Crisis Center That Could Represent Future Of Mental Health Care Opens In Idaho Falls

Dec 16, 2014

Idaho Gov. C.L. "Butch" Otter was among those on hand for Monday's ribbon cutting in Idaho Falls.
Credit State of Idaho

A pilot project that could change the way Idahoans get treated during a mental health crisis has opened its doors in eastern Idaho. Officials held a ribbon cutting ceremony in Idaho Falls Monday morning.

The crisis center is meant to address the need for care for people during mental health emergencies. Mental health advocates and police say too often, those people end up in jail or hospital emergency rooms.  The new center is modeled after one in Montana. 

The head of behavioral health at Idaho’s Department of Health and Welfare, Ross Edmunds, says police in the state have been among the biggest supporters of the new type of care.

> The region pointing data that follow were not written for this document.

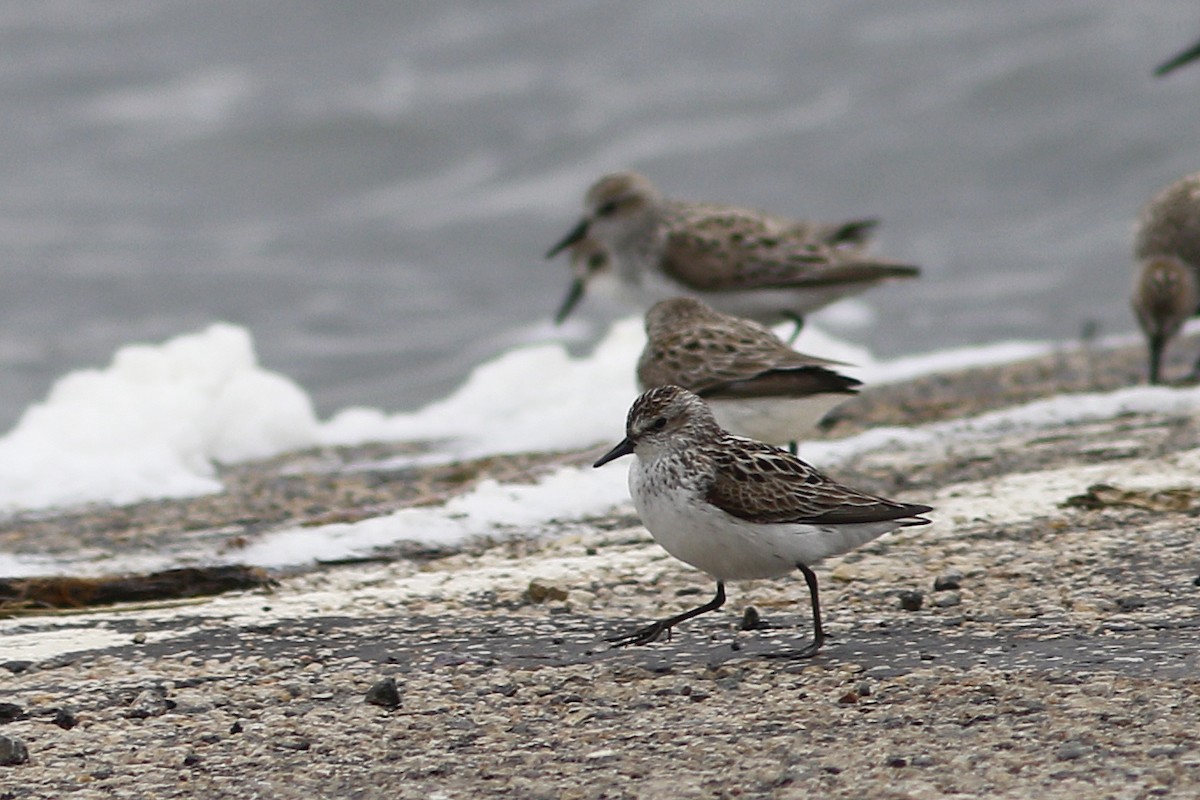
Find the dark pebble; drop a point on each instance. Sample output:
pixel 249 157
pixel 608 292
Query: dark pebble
pixel 948 581
pixel 948 600
pixel 150 703
pixel 12 751
pixel 1131 602
pixel 1071 751
pixel 750 619
pixel 65 719
pixel 384 693
pixel 911 601
pixel 293 743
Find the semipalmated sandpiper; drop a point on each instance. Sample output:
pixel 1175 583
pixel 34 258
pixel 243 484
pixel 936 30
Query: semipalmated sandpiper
pixel 1167 247
pixel 739 260
pixel 754 383
pixel 738 509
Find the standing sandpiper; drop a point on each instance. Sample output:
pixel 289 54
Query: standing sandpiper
pixel 1167 289
pixel 742 262
pixel 756 386
pixel 738 509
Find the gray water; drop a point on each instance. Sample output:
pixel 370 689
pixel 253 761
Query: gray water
pixel 369 186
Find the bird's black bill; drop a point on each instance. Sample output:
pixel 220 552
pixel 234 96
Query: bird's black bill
pixel 1179 60
pixel 577 233
pixel 570 301
pixel 624 449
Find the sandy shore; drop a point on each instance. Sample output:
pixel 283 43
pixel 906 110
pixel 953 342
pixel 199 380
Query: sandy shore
pixel 1057 660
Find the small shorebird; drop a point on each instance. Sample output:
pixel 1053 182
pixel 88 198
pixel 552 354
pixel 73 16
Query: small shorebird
pixel 742 262
pixel 738 509
pixel 1167 288
pixel 1179 60
pixel 756 386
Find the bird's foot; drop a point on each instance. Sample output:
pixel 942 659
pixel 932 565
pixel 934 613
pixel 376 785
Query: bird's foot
pixel 642 636
pixel 807 651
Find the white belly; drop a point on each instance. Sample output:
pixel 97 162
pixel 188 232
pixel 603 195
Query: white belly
pixel 730 548
pixel 774 420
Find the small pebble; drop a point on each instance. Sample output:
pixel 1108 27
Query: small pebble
pixel 12 751
pixel 150 703
pixel 1071 751
pixel 948 600
pixel 540 593
pixel 293 743
pixel 911 600
pixel 948 581
pixel 65 719
pixel 384 693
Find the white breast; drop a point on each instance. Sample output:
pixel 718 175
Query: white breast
pixel 730 548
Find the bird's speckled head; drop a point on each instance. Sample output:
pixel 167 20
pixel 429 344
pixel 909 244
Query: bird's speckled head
pixel 664 419
pixel 619 206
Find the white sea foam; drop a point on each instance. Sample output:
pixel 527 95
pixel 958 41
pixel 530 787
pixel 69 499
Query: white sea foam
pixel 159 419
pixel 153 423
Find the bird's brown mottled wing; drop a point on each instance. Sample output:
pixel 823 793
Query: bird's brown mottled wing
pixel 1170 223
pixel 708 359
pixel 777 487
pixel 723 252
pixel 731 252
pixel 795 382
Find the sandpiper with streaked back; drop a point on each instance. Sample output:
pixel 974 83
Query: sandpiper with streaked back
pixel 755 384
pixel 1167 287
pixel 742 262
pixel 738 509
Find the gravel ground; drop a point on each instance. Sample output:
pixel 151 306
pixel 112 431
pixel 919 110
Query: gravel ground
pixel 1041 638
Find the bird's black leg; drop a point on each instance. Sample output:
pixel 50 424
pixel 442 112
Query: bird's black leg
pixel 654 630
pixel 1195 371
pixel 817 631
pixel 796 319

"They don’t have to lose sleep at night knowing they walked away and didn’t do anything," Edmunds says. "They also don’t have to take [those in crisis] to jail or the emergency room. They can take them to the crisis center and allow that person to get the help they need in a more humane way."

Idaho lawmakers approved more than $1.52 million for the project earlier this year. Initially, the Legislature considered opening three centers in Boise, Coeur d’Alene and Idaho Falls, before scaling back the project.

In June, the state selected Idaho Falls for the first facility. If it’s successful, lawmakers have said they'll look at adding similar centers in other regions.

A spokeswoman with the Department of Health and Welfare says law enforcement officers have participated in orientations at the center since Friday. Monday marked its first day of full operation.